4. The method for pretreating a lignocellulosic biomass compatible with the saccharification by whole cellulosomes according to claim 1, wherein the method comprises: adding a proper amount of organic acid in the hydrothermal pretreatment of the step (3); the addition amount of the organic acid is 1-5 wt% of the pretreated solid material B.

5. The method for pretreating a lignocellulosic biomass compatible with the saccharification by whole cellulosomes according to claim 4, wherein the method comprises: the organic acid is formic acid or acetic acid, and the addition amount of the organic acid is 1-3 wt% of the pretreated solid material B.

6. The method for pretreating a lignocellulosic biomass compatible with the saccharification by whole cellulosomes according to claim 1, wherein the method comprises: in the xylanase hydrolysis pretreatment of the step (3), the xylanase comprises liquid xylanase and solid xylanase.

7. The method for pretreating a lignocellulosic biomass compatible with the saccharification by whole cellulosomes according to claim 6, wherein the pretreatment comprises: the dosage of the xylanase is 0.3-0.8wt% relative to the oven-dried mass of the pretreated solid material B, and the content of the pretreated solid material B in an enzyme hydrolysis system is 5-10 wt%.

8. The method for pretreating a lignocellulosic biomass matched with the saccharification of a whole cellulosome according to any one of claims 1-7, wherein the method comprises: the physical crushing in the step (1) is specifically as follows: and mechanically crushing the lignocellulose biomass until the particle size is proper, so as to obtain a pretreated material A.
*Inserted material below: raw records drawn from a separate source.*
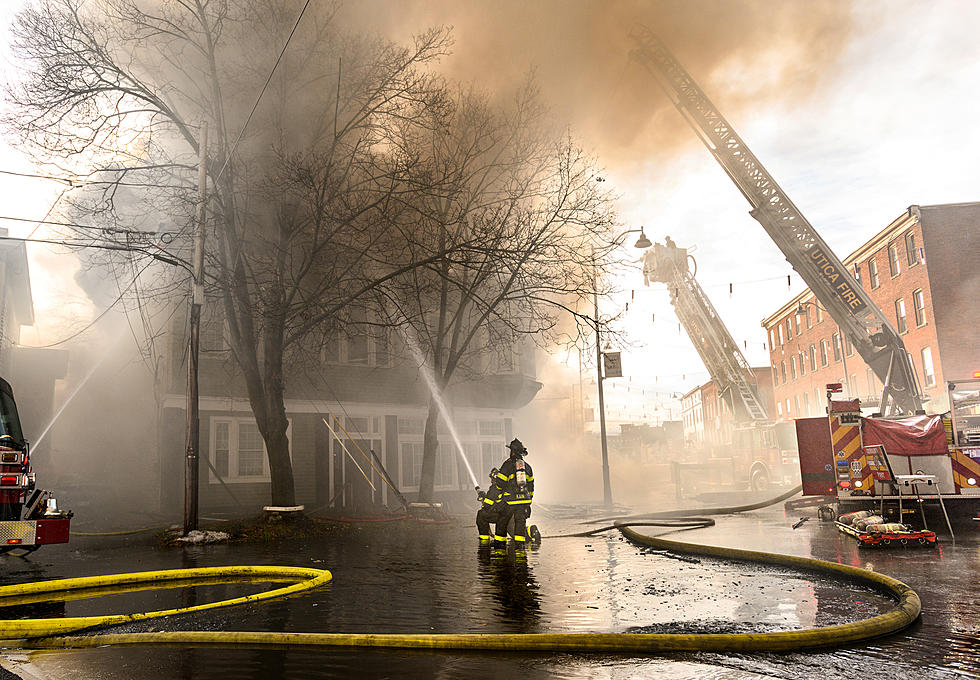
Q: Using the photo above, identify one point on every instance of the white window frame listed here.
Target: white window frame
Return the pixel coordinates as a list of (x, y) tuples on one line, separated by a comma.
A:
[(928, 367), (234, 436), (874, 279), (343, 345), (919, 307), (416, 442)]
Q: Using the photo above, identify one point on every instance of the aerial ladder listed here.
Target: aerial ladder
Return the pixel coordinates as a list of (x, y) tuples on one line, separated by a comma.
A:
[(666, 263), (859, 318)]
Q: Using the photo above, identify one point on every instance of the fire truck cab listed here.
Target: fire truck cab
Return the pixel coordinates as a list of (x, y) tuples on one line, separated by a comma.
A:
[(29, 517), (875, 463)]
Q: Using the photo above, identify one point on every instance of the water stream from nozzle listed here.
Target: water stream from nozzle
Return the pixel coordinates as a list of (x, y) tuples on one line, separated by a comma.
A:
[(430, 381), (67, 401)]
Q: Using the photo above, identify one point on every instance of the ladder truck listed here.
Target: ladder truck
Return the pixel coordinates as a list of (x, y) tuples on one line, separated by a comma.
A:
[(761, 451), (874, 337)]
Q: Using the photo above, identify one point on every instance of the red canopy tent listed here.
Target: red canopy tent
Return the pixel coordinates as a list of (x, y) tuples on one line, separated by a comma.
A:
[(912, 436)]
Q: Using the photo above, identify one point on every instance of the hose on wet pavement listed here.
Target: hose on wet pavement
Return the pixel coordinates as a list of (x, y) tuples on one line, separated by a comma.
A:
[(51, 633)]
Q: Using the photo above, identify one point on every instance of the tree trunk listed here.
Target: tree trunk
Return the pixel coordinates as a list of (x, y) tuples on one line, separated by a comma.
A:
[(280, 467), (430, 449)]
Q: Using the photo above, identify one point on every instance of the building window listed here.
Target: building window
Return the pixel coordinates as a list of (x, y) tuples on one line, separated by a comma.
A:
[(919, 307), (873, 273), (928, 371), (362, 347), (900, 315), (212, 331), (911, 252), (894, 266), (238, 452), (411, 463)]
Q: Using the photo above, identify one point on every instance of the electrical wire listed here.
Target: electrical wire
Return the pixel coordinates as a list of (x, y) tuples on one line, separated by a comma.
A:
[(99, 317), (262, 92)]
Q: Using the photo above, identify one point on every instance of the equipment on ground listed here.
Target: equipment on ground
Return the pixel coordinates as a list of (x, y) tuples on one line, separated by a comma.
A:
[(896, 467), (860, 319), (29, 517)]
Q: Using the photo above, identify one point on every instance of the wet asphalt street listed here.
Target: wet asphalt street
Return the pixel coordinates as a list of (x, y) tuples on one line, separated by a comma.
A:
[(405, 578)]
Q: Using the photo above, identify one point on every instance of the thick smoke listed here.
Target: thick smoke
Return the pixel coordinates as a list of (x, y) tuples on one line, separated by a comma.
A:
[(579, 53)]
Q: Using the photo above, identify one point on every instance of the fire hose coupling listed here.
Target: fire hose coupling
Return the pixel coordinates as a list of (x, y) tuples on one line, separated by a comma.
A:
[(17, 481)]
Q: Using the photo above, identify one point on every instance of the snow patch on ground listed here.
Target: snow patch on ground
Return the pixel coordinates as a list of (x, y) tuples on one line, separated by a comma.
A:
[(197, 537)]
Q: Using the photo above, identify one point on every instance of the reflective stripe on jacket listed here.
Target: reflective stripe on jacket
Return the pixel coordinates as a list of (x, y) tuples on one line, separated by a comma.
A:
[(513, 494)]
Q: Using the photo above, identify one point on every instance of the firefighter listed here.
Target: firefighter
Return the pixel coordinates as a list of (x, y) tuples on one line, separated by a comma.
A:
[(491, 508), (516, 479)]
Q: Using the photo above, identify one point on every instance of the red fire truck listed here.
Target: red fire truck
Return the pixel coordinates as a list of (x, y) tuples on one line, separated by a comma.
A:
[(896, 466), (29, 517)]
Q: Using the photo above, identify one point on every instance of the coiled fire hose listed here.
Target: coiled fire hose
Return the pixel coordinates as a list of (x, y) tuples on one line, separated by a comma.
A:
[(53, 633)]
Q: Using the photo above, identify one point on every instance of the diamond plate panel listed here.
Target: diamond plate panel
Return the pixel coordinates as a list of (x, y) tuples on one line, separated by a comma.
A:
[(25, 531)]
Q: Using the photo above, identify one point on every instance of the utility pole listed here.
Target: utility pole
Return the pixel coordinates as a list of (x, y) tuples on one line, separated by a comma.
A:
[(191, 463), (606, 489)]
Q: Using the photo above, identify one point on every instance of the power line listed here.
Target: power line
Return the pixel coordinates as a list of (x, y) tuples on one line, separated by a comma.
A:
[(259, 98), (79, 183)]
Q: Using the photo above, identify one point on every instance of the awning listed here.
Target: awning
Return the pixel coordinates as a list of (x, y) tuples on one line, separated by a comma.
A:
[(912, 436)]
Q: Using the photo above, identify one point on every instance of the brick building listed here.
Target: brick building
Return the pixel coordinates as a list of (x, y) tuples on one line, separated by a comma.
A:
[(923, 272), (379, 398), (707, 418)]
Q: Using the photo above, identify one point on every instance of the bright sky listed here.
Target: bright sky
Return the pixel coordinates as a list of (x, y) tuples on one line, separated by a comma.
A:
[(890, 124)]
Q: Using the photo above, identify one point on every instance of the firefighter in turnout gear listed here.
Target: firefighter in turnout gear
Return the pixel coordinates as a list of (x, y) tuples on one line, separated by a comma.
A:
[(491, 508), (516, 479)]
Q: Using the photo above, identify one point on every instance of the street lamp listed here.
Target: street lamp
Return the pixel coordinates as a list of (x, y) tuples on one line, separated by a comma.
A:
[(641, 242)]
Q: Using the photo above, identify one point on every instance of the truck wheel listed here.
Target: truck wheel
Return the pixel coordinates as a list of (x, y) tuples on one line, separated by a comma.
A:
[(759, 480)]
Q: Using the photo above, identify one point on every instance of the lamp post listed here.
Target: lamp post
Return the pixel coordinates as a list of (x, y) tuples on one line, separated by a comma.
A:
[(641, 242)]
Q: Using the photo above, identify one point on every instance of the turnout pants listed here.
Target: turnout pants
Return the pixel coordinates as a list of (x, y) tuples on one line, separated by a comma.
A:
[(517, 514), (491, 514)]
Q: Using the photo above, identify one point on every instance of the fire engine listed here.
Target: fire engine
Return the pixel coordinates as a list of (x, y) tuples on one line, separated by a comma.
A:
[(897, 467), (850, 306), (761, 452), (29, 517)]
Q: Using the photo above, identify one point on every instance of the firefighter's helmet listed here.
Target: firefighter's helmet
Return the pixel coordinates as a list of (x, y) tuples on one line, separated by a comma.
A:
[(517, 448)]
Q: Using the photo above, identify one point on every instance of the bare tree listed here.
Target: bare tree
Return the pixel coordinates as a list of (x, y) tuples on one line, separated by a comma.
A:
[(113, 91), (522, 219)]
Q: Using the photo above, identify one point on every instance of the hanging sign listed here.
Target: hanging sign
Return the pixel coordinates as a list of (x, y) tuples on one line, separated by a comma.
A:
[(612, 365)]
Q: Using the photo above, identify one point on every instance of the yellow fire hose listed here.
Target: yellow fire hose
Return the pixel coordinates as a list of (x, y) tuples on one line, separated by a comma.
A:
[(40, 633)]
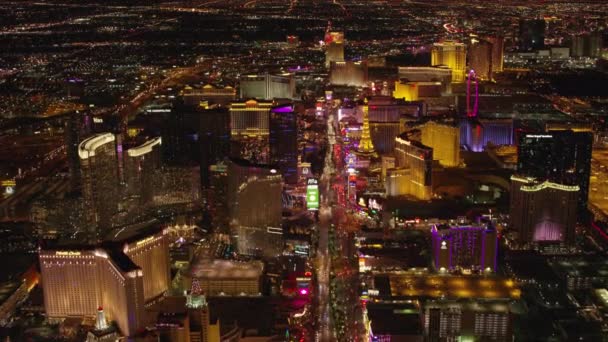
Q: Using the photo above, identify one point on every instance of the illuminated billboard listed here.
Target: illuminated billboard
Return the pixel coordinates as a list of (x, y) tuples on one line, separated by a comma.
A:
[(312, 194)]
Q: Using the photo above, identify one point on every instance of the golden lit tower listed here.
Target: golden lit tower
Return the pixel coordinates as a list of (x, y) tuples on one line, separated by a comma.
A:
[(365, 144), (334, 42), (453, 55)]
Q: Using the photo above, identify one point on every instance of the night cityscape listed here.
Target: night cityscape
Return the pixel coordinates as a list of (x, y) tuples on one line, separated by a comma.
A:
[(303, 170)]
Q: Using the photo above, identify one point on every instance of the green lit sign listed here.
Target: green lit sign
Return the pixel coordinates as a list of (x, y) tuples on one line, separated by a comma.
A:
[(312, 194)]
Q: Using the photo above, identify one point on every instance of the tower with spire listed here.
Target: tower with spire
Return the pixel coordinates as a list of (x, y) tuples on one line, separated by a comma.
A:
[(365, 144), (102, 332)]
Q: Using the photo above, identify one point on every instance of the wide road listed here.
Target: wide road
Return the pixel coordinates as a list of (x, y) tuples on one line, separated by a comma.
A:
[(325, 329)]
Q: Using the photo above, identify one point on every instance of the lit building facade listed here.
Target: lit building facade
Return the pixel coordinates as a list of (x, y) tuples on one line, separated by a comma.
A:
[(453, 55), (444, 139), (99, 172), (366, 145), (249, 130), (561, 156), (348, 73), (480, 58), (334, 52), (441, 74), (151, 254), (464, 248), (543, 211), (255, 201), (476, 135), (386, 121), (587, 45), (498, 52), (267, 86), (208, 94), (283, 140), (418, 159), (477, 320), (78, 282), (226, 278), (414, 91), (141, 169)]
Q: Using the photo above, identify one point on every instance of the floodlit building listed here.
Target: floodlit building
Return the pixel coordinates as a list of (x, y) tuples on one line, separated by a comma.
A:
[(385, 122), (226, 278), (214, 140), (543, 211), (418, 160), (444, 139), (498, 52), (480, 58), (141, 169), (267, 86), (334, 52), (464, 248), (99, 172), (348, 73), (414, 91), (476, 134), (77, 282), (249, 130), (127, 271), (441, 74), (255, 203), (453, 55), (208, 94), (560, 156), (587, 45), (477, 320)]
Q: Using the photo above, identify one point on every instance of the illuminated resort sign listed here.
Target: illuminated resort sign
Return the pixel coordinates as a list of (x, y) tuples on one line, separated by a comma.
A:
[(312, 194), (67, 253), (146, 240)]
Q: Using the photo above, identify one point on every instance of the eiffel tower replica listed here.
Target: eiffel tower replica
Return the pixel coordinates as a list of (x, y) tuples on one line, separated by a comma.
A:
[(366, 147)]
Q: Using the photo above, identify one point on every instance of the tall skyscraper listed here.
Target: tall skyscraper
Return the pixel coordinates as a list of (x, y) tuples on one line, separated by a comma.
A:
[(76, 283), (480, 58), (99, 171), (249, 130), (543, 211), (444, 139), (255, 200), (366, 145), (334, 42), (464, 247), (179, 133), (74, 131), (498, 51), (142, 164), (453, 55), (531, 34), (267, 86), (214, 140), (563, 157), (150, 252), (283, 140)]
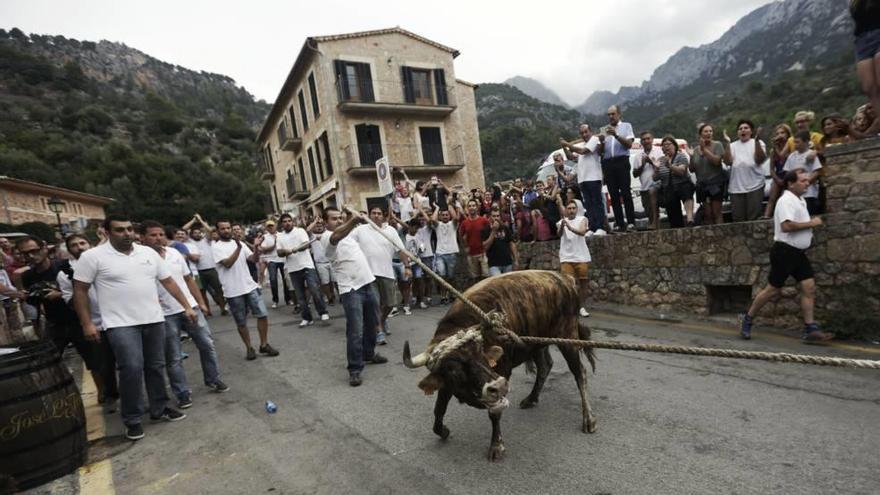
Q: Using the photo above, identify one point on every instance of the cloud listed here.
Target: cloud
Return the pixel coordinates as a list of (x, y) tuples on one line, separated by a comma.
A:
[(574, 48)]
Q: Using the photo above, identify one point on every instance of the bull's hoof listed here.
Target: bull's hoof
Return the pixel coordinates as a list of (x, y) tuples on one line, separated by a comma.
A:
[(590, 425), (442, 432), (496, 453)]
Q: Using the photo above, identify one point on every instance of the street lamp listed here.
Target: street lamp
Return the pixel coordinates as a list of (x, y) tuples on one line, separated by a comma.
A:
[(56, 205)]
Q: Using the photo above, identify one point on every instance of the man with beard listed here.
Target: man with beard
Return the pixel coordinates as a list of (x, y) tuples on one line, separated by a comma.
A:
[(242, 292), (124, 275)]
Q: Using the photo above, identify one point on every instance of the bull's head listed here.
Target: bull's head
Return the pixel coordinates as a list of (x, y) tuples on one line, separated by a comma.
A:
[(462, 366)]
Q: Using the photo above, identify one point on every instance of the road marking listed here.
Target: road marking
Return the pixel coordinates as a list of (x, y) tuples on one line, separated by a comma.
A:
[(94, 478), (720, 330)]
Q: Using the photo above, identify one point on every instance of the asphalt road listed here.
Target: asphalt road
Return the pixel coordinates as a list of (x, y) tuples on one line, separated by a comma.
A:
[(667, 423)]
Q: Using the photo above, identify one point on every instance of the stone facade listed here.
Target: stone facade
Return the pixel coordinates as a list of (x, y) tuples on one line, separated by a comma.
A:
[(25, 201), (334, 140)]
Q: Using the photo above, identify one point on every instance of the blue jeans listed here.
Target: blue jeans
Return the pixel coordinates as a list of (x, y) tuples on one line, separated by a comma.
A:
[(140, 356), (308, 277), (498, 270), (594, 203), (361, 319), (274, 268), (200, 333)]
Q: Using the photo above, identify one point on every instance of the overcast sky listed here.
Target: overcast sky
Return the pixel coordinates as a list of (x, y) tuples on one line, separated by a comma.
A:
[(574, 48)]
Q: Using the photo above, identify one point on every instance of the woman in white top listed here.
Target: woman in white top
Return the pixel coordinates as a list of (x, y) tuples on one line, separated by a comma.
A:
[(746, 177)]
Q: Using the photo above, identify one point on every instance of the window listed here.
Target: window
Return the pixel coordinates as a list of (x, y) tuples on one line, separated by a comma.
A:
[(293, 121), (369, 144), (354, 81), (312, 168), (313, 92), (302, 175), (328, 162), (432, 145)]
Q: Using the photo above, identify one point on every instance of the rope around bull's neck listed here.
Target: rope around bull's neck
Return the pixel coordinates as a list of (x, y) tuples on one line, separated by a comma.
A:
[(496, 320)]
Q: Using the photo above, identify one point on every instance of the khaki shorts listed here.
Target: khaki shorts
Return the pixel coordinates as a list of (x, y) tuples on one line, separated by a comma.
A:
[(478, 266), (576, 270), (386, 288)]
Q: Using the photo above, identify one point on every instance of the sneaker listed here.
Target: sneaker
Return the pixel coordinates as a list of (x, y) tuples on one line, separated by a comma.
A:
[(377, 359), (134, 432), (268, 350), (745, 330), (169, 415), (219, 387)]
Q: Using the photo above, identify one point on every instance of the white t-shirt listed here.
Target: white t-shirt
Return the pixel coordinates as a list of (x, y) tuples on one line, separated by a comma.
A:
[(125, 284), (348, 261), (271, 240), (301, 260), (572, 247), (377, 249), (792, 208), (206, 254), (589, 166), (447, 242), (406, 208), (745, 175), (179, 269), (798, 160), (424, 237), (236, 280), (66, 286)]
9. The method for pretreating a lignocellulosic biomass compatible with the saccharification by whole cellulosomes according to claim 8, wherein the method comprises: the lignocellulose biomass refers to processing residues and byproducts of crops and forestry products and byproducts of processing processes; the mechanical crushing comprises double-screw extrusion, guillotine crushing, hammer crushing or grinding; the particle size is 0.1mm-50 mm.

10. The method for pretreating a lignocellulosic biomass compatible with the saccharification by whole cellulosomes according to claim 9, wherein: the crops and the processing residues and byproducts of the crops are specifically as follows: corn stover, corn bracts, wheat straw, rice straw, sorghum straw, hemp straw, tobacco straw, and bagasse; the forestry products and byproducts of the processing process are specifically wood chips and wood powder; the particle size is 2.0mm-30 mm.